The AMS is looking to hire a consultant to develop its plan to have net-zero carbon emissions by 2025.
According to environmental consultant Offsetters’s proposal, if hired, the company would first collect AMS data from 2019 to produce a greenhouse gas (GHG) inventory report outlining the sources of emissions in AMS operations. Then, it would prepare a five-year GHG management plan to guide AMS’s actions.
Part of the AMS’s Sustainability Action Plan unveiled this year, the emissions plan would include both short and long-term cost-effective strategies for the AMS to reduce emissions, as well as “best practices” to meet its goal. The partnership would cost the AMS around $17,700 plus taxes.
Offsetters declined to comment, saying that discussions with the AMS were still preliminary.

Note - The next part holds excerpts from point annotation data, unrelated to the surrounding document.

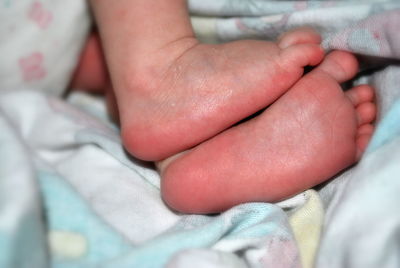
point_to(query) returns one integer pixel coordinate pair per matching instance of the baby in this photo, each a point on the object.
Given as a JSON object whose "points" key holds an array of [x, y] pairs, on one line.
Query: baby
{"points": [[179, 101]]}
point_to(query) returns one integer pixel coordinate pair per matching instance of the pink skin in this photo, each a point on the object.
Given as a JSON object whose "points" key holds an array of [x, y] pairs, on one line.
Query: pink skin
{"points": [[309, 134], [207, 89], [312, 132]]}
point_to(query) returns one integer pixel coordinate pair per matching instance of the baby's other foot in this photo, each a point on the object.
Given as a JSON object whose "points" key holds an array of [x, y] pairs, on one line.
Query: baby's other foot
{"points": [[191, 95], [308, 135]]}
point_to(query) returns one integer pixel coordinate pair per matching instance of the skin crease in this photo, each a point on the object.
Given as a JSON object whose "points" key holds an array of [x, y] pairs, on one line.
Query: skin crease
{"points": [[177, 100]]}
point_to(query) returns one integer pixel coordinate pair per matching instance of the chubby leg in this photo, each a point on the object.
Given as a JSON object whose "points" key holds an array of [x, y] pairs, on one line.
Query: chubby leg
{"points": [[312, 132]]}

For the AMS to reach net-zero emissions, the total annual energy used by the Nest needs to equal the renewable energy created on site.
Sylvester Mensah Jr, AMS VP administration, said UBC is offsetting the AMS’s emissions. The Nest is also a LEED Platinum-certified building which means it’s among the most sustainable buildings in North America. As a result, the AMS wants to explore other areas such as its supply chain where it could reduce its emissions.
“Given that our energy consumption to an extent is net zero, … [there] is the need to look at other things that could constitute our carbon footprint in the community,” said Mensah. This includes the custodial waste produced in the Nest, the AMS vendors and behavioural changes.
Mensah added that the AMS is looking for a company that can produce a framework in line with its 2025 timeline while suggesting realistic actions.
“[We’re] looking for a company that is able to figure out what indeed our building would need and the various recommendations that will come with that,” he said.
The AMS was first interested in working with Stantec, a consulting firm which has worked with UBC several times in the past, including on the Faculty of Pharmaceutical Sciences building. Although the AMS approached both Stantec and Offsetters because of their industry reputation, initially it leaned toward Stantec.
However, the AMS said it didn’t receive correspondence from Stantec in time, so Offsetters was the only firm to give the AMS a proposal. Moving forward, Mensah said the AMS may pursue a request for proposals process.
Although the process is in exploratory stages, Mensah thinks the AMS will be able to meet its 2025 goal. He mentioned that they’re doing more than just relying on an external partnership — for example, pursuing sustainability projects and researching the supply chain side.
“I think the biggest challenge will be the data compilation because there’s a lot of factors that come into creating a framework of this nature,” Mensah said. He added that the cost might also be an issue when it comes to realizing the project, but added the AMS is working to reduce its deficit this year.
By the end of his term this coming spring, Mensah wants to have a framework completed outlining what the AMS’s current emissions are and what direction it should take to offset them.
“It’s in our best interest [to] respect the recommendations being made and following accordingly in order to reach this goal, given that as an organization, this is something we do want to make [happen].”